Twitter, Facebook new course ‘requirements’

GVL / Kate Kaurich 
Professor Brian Bowe listens intently to guest speaker.

Kate Kaurich

GVL / Kate Kaurich Professor Brian Bowe listens intently to guest speaker.

Jessie Miller

In March 2011, the Grand Valley State University Social Media Committee surveyed faculty, staff, alumni and students on campus in regards to their social media habits and practices.

The results, released in early September, suggest that as social networking has become an increasingly prevalent mean of information in society, and teachers are slowly incorporating it into GVSU classes.

Brian Bowe, a journalism professor and social media committee member at GVSU, came up with the idea for the Social Media Survey with a colleague, D. Yvette Wohn, in his doctorate program in Media and Information Studies at Michigan State University.

“The idea for the survey arose out of their desire to discover what it means when people read news not strictly from a news network but filtered through their social network friends,” Bowe said. “They are continuing to comb through the data and hope to produce even more results within the next few months.”

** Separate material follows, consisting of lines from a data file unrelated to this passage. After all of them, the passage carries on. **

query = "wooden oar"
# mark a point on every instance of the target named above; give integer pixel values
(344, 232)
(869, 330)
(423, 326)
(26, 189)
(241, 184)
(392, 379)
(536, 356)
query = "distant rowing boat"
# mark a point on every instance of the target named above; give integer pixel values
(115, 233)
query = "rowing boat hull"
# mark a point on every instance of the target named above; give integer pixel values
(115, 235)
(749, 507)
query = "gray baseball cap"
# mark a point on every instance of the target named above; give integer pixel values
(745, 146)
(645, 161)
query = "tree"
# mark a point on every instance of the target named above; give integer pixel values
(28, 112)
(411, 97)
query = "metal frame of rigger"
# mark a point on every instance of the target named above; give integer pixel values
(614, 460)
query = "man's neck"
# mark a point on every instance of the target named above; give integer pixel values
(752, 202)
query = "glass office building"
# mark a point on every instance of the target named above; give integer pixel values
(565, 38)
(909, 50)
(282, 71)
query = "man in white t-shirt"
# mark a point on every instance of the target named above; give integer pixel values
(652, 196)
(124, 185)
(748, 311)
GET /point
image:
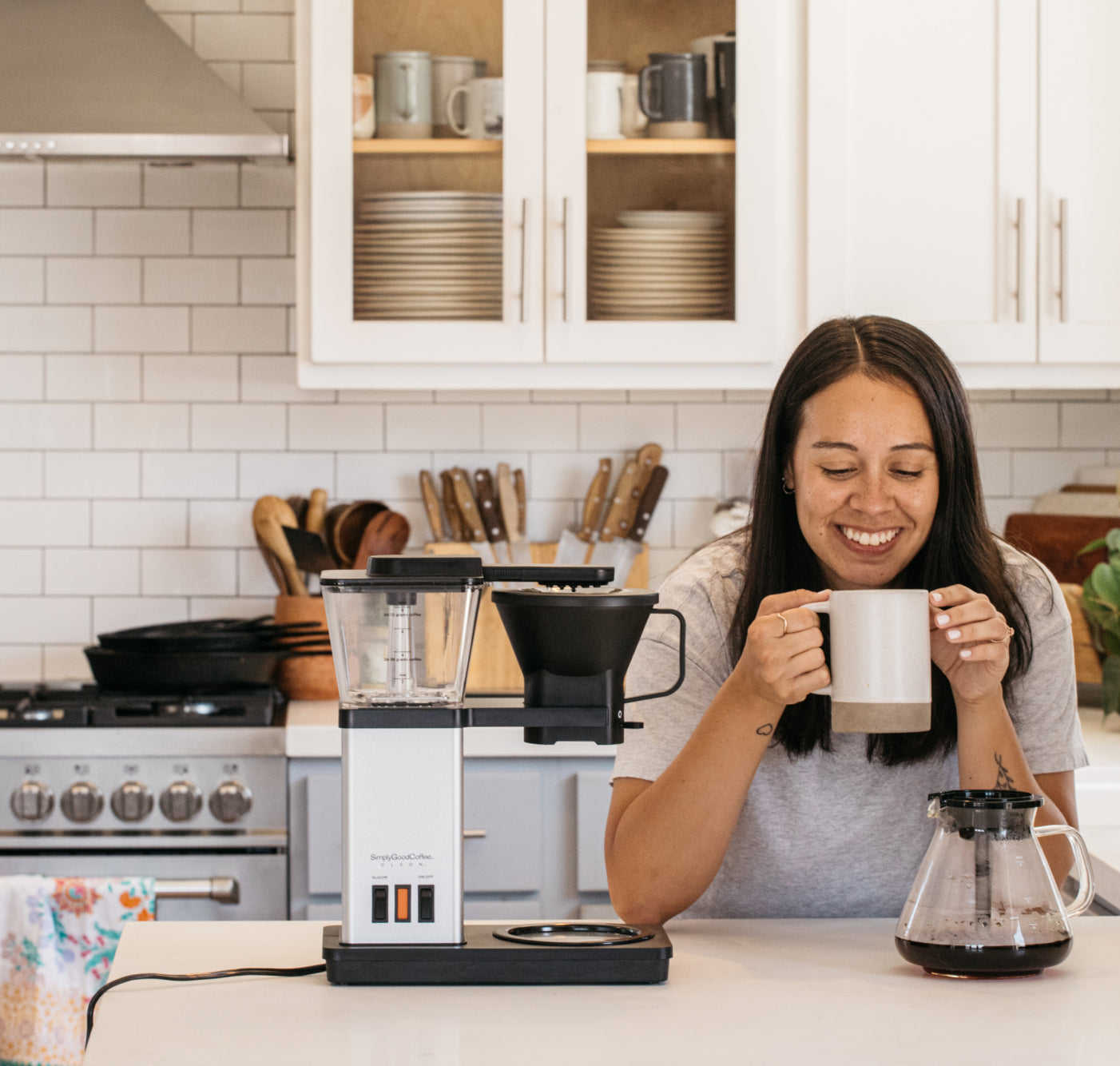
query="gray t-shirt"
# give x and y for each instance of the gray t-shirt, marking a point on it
(829, 835)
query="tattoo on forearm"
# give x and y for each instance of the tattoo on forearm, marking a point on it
(1003, 779)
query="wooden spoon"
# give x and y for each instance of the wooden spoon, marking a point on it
(270, 515)
(385, 534)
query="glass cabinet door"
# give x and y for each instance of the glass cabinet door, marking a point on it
(659, 245)
(421, 249)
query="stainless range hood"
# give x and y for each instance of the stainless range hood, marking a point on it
(109, 78)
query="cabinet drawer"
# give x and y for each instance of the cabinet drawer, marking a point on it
(593, 801)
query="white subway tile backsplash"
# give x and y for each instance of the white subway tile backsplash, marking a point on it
(93, 280)
(52, 231)
(147, 233)
(328, 426)
(551, 426)
(140, 426)
(45, 328)
(22, 572)
(195, 572)
(89, 183)
(197, 185)
(256, 233)
(220, 523)
(45, 426)
(239, 330)
(22, 279)
(243, 37)
(140, 328)
(33, 523)
(191, 377)
(226, 426)
(194, 280)
(22, 183)
(286, 473)
(379, 475)
(89, 475)
(1090, 425)
(411, 428)
(22, 377)
(268, 280)
(93, 377)
(44, 619)
(719, 425)
(92, 572)
(139, 523)
(22, 475)
(189, 475)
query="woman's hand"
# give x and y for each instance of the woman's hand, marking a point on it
(969, 642)
(782, 662)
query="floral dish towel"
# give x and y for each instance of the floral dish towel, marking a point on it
(58, 940)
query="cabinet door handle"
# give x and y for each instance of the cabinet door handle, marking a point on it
(524, 259)
(1063, 259)
(1020, 247)
(567, 257)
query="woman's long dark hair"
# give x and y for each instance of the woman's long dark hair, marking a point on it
(960, 548)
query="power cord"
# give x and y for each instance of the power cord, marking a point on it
(244, 971)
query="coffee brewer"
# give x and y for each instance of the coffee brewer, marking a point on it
(401, 634)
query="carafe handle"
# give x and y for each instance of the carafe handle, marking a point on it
(1086, 889)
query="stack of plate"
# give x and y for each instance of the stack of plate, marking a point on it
(661, 265)
(428, 256)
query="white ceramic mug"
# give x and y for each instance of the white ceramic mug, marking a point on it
(880, 660)
(604, 105)
(484, 109)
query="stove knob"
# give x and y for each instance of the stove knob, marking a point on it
(131, 801)
(231, 801)
(181, 801)
(82, 801)
(33, 801)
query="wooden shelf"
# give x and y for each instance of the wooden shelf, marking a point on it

Bowe is an advocate of using social networking in classes. He tweets, updates and checks in (he has Twitter, Facebook and Foursquare accounts) — and he makes sure his students do too. In one of his classes, Art and Music Criticism, Bowe had his students create a Twitter account to follow prominent art critics and have discussions about the arts.

“I think it’s really important to try to communicate with students in ways that are meaningful to them… It’s very clear to me that social media is a powerful way of interacting with students,” Bowe said.

According to the GVSU Social Media Survey results, 94 percent of participants have Facebook accounts, whereas only 31.4 percent have a Twitter account. In the survey, 88 percent of participants said they use social networking at least once a day, and of those who use Twitter, only 13 percent use it for professional networking.

“I think that people who use Twitter tend to think that more people use it more than they actually do,” he said. “I find there’s still a significant amount of people that don’t use Twitter or don’t know how to use it. I think I need to spend more time on that. I have units planned on techniques for using it.”

Bowe, who has been teaching at GVSU for 11 years, learned early on in his teaching career the importance of connecting with students on a social level. Over the years, he has adopted several uses for social networking in classes.

“One of the things I’ve noticed right away is that it allows me to stay in contact with students in a less formal way and it’s really cool to have students tweeting things about class back to me without me even saying anything,” he said.

Bowe said there are some noticeable drawbacks to social networking in classrooms, though. When he has classes in lab settings, he notices that many students are on Facebook the whole time.

“I try to not blame the technology. What I try to do is instead ask myself: ‘Is there a research task we can use this technology source for since it’s sitting right there?’” he said.

Other professors at GVSU do not have such a willingness to incorporate social networking into their classes. Michael Webster, an English professor, is one of many professors that uphold the viewpoint that social networking belongs outside the classroom.

“Social networking is just that: social,” he said. “A class, on the other hand, has more serious goals than just making connections and posting updates. Moreover, social networking, while social, seems too cumbersome and electronic to me. I prefer the give and take and human interaction that occurs with face-to-face discussion in a classroom full of people who can see one another’s facial expressions and hear tone of voice.”

Despite the potential drawbacks for using social networking in class, Bowe still advocates it and believes social networking holds value in enhancing the dialogue between teacher and students.

“By the time we get to a college level, learning takes place best when it happens in dialogue and social media provides one avenue where it’s all about dialogue,” he said. “So when you can have some good interactions going back and forth, both the student and teacher are co-creating this learning space.”

In the debate between the benefits and drawbacks of using social networking in class, Bowe provides a happy medium.

“Technology is neither inherently good nor bad—it’s what you do with it,” he said.